Stop the Flooding Blame Game

14th Nov 2019

The recent UK storms and heavy rainfall have brought river flood defence to the fore (again). The strategy of how the increased risk of flooding is addressed in the coming years will be discussed and debated over the coming weeks and months, with the issues of funding, risk and benefits already highly politicised. This is all set against a backdrop of a housing shortage and Brexit uncertainty!

Yes, recent coverage in the news is stirring up debate, often imbalanced, leading to counter arguments from regulatory authorities, the farming community, and the pro-traditional approach to flood risk management.

Mixed messages from experts (“to dredge or not to dredge”), Politician Visits and 24/7 news has made the topic increasingly difficult and confusing (and the upcoming General Election does not help matters either!).

Furthermore, direct comparison with the Netherlands in terms of financial investment in flood defences is fruitless. They spend a proportionately higher percentage of GDP on flood defences (through direct levies), they have a smaller coastline, and half of their population is at flood risk.

In the UK approx 1 in 5 are considered at risk of flooding, and therefore it is unlikely that simply increasing taxation for flood defences would be well received by the majority of UK voters. We can ask for more money, for higher flood walls, and more regular dredging, but as stated by the EA, it is not a bottomless funding pot!

A “knee jerk” approach (2007 Sheffield, 2013 Boston, 13/14 Somerset, 2015 York to name a few) is unsustainable, costly and traditional hard engineering approaches alone may in fact just move the problem on to someone else.

The future of flood risk management should not be decided in an adversarial arena. Yes development has unwisely taken place on floodplains, but the people who currently live there should not be held accountable. Furthermore, if Climate Change is a manifestation of actions by the whole population, then those who suffer from intense storms should be supported by all of us.

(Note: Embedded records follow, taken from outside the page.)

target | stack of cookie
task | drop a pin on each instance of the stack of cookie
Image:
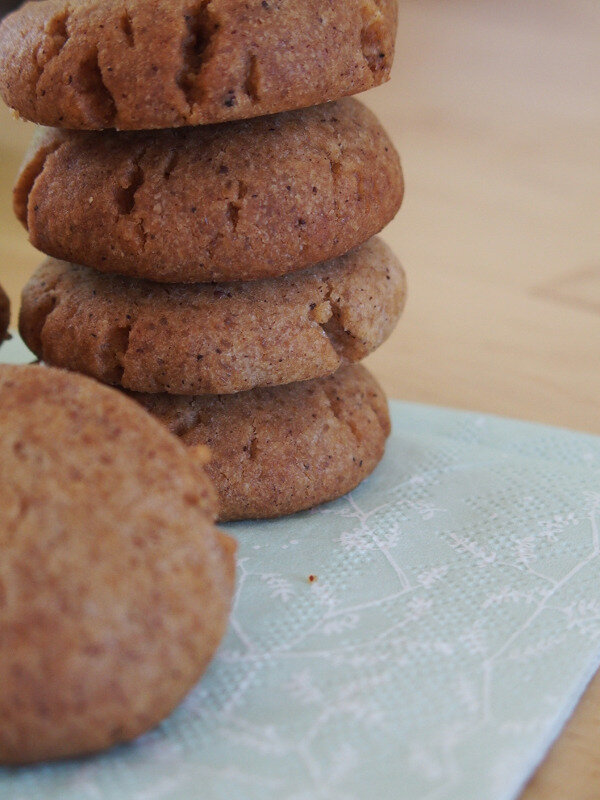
(231, 278)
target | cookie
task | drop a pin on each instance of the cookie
(136, 65)
(283, 449)
(4, 314)
(213, 338)
(241, 201)
(115, 586)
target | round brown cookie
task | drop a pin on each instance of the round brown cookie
(283, 449)
(136, 65)
(213, 339)
(249, 200)
(115, 586)
(4, 314)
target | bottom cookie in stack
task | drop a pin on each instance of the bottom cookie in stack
(283, 449)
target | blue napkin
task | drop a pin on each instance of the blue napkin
(453, 624)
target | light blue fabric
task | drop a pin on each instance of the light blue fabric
(454, 623)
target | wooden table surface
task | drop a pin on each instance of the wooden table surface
(495, 108)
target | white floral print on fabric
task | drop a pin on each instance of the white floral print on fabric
(452, 622)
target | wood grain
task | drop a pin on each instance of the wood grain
(495, 108)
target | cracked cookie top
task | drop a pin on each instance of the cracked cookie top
(283, 449)
(213, 338)
(246, 200)
(140, 64)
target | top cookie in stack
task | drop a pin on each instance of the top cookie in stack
(280, 209)
(143, 64)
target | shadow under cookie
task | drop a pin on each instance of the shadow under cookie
(4, 314)
(213, 339)
(287, 448)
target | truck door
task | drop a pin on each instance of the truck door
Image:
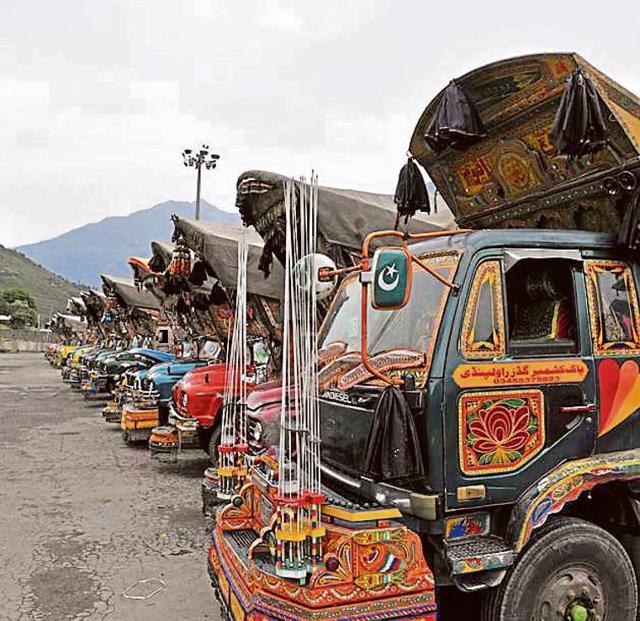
(615, 330)
(519, 387)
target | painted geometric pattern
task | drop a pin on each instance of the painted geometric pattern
(499, 431)
(483, 333)
(613, 308)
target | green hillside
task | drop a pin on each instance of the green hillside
(49, 290)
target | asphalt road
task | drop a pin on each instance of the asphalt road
(84, 516)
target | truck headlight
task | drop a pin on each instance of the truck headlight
(257, 431)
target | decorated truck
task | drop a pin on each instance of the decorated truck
(194, 419)
(477, 390)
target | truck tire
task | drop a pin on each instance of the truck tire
(573, 570)
(213, 445)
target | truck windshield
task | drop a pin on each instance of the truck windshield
(412, 327)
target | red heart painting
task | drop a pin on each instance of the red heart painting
(619, 390)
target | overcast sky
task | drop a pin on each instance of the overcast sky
(99, 97)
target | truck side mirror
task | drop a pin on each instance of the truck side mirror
(391, 274)
(307, 273)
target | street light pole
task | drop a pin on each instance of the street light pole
(197, 160)
(198, 193)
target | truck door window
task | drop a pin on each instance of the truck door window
(613, 307)
(483, 333)
(541, 307)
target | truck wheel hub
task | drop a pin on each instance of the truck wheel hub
(573, 594)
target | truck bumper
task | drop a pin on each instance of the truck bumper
(180, 433)
(137, 424)
(373, 566)
(112, 413)
(240, 600)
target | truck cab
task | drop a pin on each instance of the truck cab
(521, 381)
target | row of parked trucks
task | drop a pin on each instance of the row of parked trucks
(477, 382)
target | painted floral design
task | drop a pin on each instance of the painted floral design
(500, 433)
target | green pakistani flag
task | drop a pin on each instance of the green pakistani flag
(390, 278)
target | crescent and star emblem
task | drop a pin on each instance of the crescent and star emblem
(389, 271)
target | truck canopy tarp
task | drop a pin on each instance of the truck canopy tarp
(345, 217)
(515, 177)
(217, 244)
(128, 293)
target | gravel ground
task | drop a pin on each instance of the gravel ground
(83, 516)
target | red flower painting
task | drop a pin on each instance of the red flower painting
(500, 431)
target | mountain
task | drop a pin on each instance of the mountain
(49, 290)
(103, 247)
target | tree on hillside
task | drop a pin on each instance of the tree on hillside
(20, 305)
(15, 294)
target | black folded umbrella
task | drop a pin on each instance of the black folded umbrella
(629, 235)
(393, 447)
(456, 122)
(578, 127)
(411, 192)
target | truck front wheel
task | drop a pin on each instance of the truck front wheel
(573, 571)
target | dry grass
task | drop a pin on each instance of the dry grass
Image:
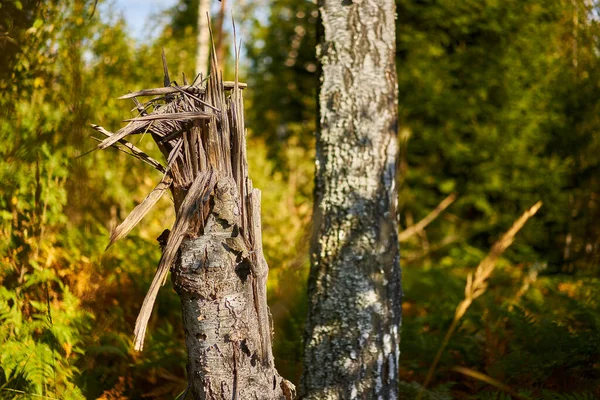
(477, 284)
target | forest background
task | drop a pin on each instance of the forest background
(499, 108)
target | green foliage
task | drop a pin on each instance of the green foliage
(498, 102)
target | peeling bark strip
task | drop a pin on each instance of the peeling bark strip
(352, 334)
(214, 250)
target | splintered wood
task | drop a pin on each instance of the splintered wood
(199, 128)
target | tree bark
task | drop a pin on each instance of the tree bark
(214, 249)
(222, 285)
(352, 332)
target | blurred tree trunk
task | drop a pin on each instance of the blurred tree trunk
(352, 332)
(202, 38)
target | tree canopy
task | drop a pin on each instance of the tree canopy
(497, 102)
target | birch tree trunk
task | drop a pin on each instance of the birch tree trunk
(352, 333)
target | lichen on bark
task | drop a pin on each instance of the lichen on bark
(352, 334)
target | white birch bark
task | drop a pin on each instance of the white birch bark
(353, 326)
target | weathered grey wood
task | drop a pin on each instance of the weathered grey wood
(214, 250)
(353, 326)
(217, 280)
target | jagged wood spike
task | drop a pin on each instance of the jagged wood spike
(228, 85)
(181, 116)
(167, 81)
(135, 152)
(140, 211)
(197, 194)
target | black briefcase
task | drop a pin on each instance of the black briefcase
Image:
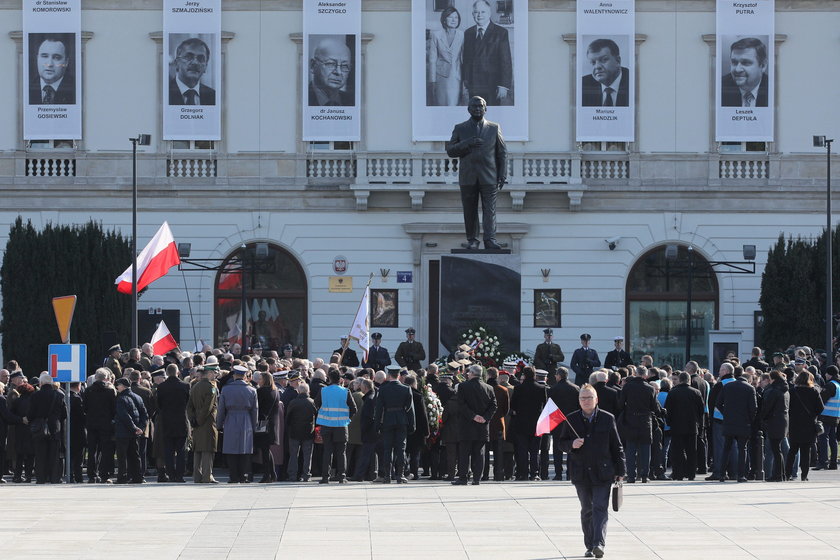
(617, 495)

Division along the lines of Protection v Resilience, Environment Agency v Agriculture, Investment v Austerity and Cost v Benefit are in danger of missing the point. There is no ‘silver bullet’. All of these things have put a strain on the environment and nature has fought back. It’s time to call for an amnesty and stop the blame game in order to have a serious discussion about how we correct some of the wrongs, improve on what we are doing well and learn from the past.